[Catharina Herman]
HERMAN (Catharina), eene Noordhollandsche vrouw, hoewel van klein aanzien in de wereld, nogtans om hare kloekmoedigheid, huwelijkstrouw en andere deugden, waardig aan de vergetelijkheid ontrukt te worden. Gedurende het beleg van Ostende, in de Nederlandsche beroerten, gelukte het de Spanjaarden, een goed aantal Hollandsche matrozen en eenige loodsen krijgsgevangen te nemen, welke zij voorts in ketenen kluisterden. Catharina was de huisvrouw van een dier ongelukkigen. De ramp, haren man overgekomen had zij niet vernomen, of haar besluit was straks gereed, om, ware het mogelijk, hem uit zijnen kerker te verlossen. Ten dien einde snijdt zij haar lang hoofdhaar af, verkleedt zich in mansgewaad, en begeeft zich naar de vijandelijke legerplaats voor Ostende. Doch hier strekte hare uitmuntende ligchaamsschoonheid haar tot een hinderpaal. Door deze trok zij elks oogen tot zich; doch tevens hare spraak, welke haar, eerlang, voor eenen verspieder van prins Maurits deed houden. Op vermoeden gevat, werd zij insgelijks in den kerker geworpen, aan handen en voeten geboeid en zeer streng behandeld.
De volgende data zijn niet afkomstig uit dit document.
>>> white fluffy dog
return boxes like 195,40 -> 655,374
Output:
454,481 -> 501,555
Gelukkig nog zou zij zich gerekend hebben, indien zij met haren man dezelfde gevangenis ter bewaarplaats gekregen had. Doch deze troost mogt zij niet smaken. Tot vermeerdering van hare droefheid vernam zij, op zekeren dag, dat van de gevangene Hollanders, zeven met den dood gestraft en de overige voor altijd in ketenen zouden gesloten blijven, 't zij om hier te lande een zwaren arbeid te verrigten of om naar Spanje vervoerd te worden.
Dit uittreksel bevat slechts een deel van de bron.